I suspect that the cost is similar for all customers in the trial. Of course, it might be discounted by the local sales team in some cases. Microsoft wants the customers who participate to prove their “dedication” by committing people and financial resources to testing Copilot in a customer environment, and this is one way of showing that commitment. Maybe you can have a chat with your sales representative and see what they can do. Or just wait. Who wants to pay that kind of money to test pre-production software?
Hi Tony! Thanks for such an informative and interesting article. I work for a company called PPT Group – a team of business consultants who focus on digital transformation and technology strategy within businesses. One of our clients has been selected by Microsoft as one of the 600 customers for the Copilot Early Access Programme and we will be assisting them with understanding where Copilot can increase productivity in their environment & what the correct areas are for implementation. It would be great if we could potentially have a one-on-one discussion with you. Let me know if you’d be interested?
I’ll be at TEC in Atlanta (Sept 19-20) if that helps…
We’re based in South Africa so the TEC might be a bit out of our reach but thank you for letting us know. Perhaps we can still make arrangements to attend!
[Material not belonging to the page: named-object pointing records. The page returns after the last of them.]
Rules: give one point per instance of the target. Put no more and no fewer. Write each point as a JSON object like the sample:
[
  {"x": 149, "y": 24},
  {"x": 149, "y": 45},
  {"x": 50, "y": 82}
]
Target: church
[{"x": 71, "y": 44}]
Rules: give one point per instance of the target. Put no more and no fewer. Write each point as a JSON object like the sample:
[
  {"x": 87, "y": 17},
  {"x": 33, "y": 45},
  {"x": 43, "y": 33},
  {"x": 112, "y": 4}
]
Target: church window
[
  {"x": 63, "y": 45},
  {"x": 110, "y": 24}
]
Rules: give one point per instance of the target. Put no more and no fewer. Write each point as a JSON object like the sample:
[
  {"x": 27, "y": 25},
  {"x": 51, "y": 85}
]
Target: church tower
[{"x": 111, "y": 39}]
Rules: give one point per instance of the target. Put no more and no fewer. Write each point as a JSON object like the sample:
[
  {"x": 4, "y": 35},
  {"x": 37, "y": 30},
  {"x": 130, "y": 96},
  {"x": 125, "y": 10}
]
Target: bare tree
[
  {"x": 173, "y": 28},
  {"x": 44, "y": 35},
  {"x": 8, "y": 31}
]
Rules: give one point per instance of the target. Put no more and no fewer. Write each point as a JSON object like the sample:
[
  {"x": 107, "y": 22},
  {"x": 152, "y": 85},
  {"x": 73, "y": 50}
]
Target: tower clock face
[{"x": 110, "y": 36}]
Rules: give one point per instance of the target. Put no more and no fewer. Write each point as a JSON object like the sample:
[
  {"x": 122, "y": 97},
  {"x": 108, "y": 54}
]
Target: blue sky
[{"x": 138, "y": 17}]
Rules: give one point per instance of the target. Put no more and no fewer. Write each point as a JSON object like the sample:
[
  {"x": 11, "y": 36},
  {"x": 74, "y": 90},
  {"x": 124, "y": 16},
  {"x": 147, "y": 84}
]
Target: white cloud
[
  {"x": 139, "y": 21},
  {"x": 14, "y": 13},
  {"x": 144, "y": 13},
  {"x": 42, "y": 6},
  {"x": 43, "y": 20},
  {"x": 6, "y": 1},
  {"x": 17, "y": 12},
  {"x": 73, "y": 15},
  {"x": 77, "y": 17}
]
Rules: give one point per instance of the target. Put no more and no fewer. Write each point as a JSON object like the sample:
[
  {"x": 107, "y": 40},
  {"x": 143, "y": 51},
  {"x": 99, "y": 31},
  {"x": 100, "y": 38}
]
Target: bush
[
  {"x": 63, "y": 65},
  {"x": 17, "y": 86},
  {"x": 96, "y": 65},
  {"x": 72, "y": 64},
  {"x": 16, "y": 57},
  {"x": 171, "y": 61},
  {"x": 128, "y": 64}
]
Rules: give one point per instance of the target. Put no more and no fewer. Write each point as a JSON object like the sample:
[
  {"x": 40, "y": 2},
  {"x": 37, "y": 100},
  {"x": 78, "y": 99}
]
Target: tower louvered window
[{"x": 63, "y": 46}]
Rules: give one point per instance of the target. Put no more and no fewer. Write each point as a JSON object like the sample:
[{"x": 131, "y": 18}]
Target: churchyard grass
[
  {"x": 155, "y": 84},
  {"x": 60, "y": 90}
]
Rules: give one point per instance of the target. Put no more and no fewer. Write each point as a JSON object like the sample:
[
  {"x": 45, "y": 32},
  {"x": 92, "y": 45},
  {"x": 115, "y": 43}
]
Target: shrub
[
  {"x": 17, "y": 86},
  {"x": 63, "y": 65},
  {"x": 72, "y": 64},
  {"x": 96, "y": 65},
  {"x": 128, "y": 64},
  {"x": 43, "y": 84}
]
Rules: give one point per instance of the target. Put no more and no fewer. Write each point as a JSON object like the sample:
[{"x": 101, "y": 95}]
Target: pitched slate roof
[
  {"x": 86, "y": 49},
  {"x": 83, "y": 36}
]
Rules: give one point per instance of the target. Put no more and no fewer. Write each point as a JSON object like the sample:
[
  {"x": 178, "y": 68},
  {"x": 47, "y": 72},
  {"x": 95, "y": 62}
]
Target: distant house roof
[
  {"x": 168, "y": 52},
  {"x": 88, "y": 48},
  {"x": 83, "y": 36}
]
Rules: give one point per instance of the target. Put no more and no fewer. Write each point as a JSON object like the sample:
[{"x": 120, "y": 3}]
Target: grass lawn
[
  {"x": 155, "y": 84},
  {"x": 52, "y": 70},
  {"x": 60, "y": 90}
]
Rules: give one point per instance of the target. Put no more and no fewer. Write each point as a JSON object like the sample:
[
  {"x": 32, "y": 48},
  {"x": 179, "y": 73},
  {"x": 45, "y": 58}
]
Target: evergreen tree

In the meantime, would you be willing to entertain a Zoom call with us?
You should come to TEC. It’s a great two-day event where you can meet with lots of industry personalities. https://www.quest.com/the-experts-conference/
I was in SA last month… but anyway, I can do a call with you if you like. DM me on Twitter.
How do you decide, who gets to be more productive in your organization and who should be left behind and made redundant?
Why is intelligence a commodity in the first place?
Why is it not a basic universal human right just like food, health and education? Who gets to decide that?
When we have used collective knowledge of an entire civilization to train the model itself, without any royalty in first place.
Organizations always make choices about what licenses they assign to people. Someone might get Office 365 F1 if they only need email and calendar access. Others might get Office 365 E5 if they need access to some of the extended compliance features. Copilot is just another variant of the game.
Very timely article. Do you know if there is a ‘minimum number of licenses’ requirement?
I don’t.
Nice article. Conversations like this are already happening in my company and for me I go through this mental checklist of people in the organisation and think…could their role benefit from copilot? Highly likely a copilot pilot will kick off.
Hi Tony, Excellent piece. I think the statement “Not everyone needs a Microsoft 365 E5 license” should be caveated a little more. ‘Not everyone needs a Microsoft 365 E5 license unless they are going to utilize the available features’.
True! Perhaps the exercise to assess people for Copilot licenses will turn up situations where some are revealed not to need even the base license they have.
This caught me by surprise
“ a lawyer finishes a case submission a half-hour faster because Copilot helped them to craft the text and is able to bill another customer $500 for that half-hour”
I hope that this can be widely accepted as unethical if not illegal. The time it takes to do an hour of work will always be precisely one hour. The quantity and quality, and even the cost is flexible but time is not.
Unhappily, legal overcharging does occur (here’s the best example at present: https://www.legaldive.com/news/Twitter-sues-Wachtell-90M-success-fee-X-Corp-musk-edgett-gadde/686020/).
It’s common in some places for lawyers to assign a fixed charge for doing something (like conveyancing of a house). If Copilot helps them get a job done sooner, they can do other chargeable work in the time saved.
Leaving aside the ethics question, if that same Legal Eagle uses Copilot to complete an unbillable regulatory filing 30 minutes faster with Copilot and spends that time on a task that is billable….
The world of AI opens up new possibilities…
Hi Tony, nice written. Just one thing, M365 Business Standard already includes Office desktop apps. Did you mean M365 Business Basic? These are without Office apps.
Brain fart. Thanks for pointing it out. Fixed!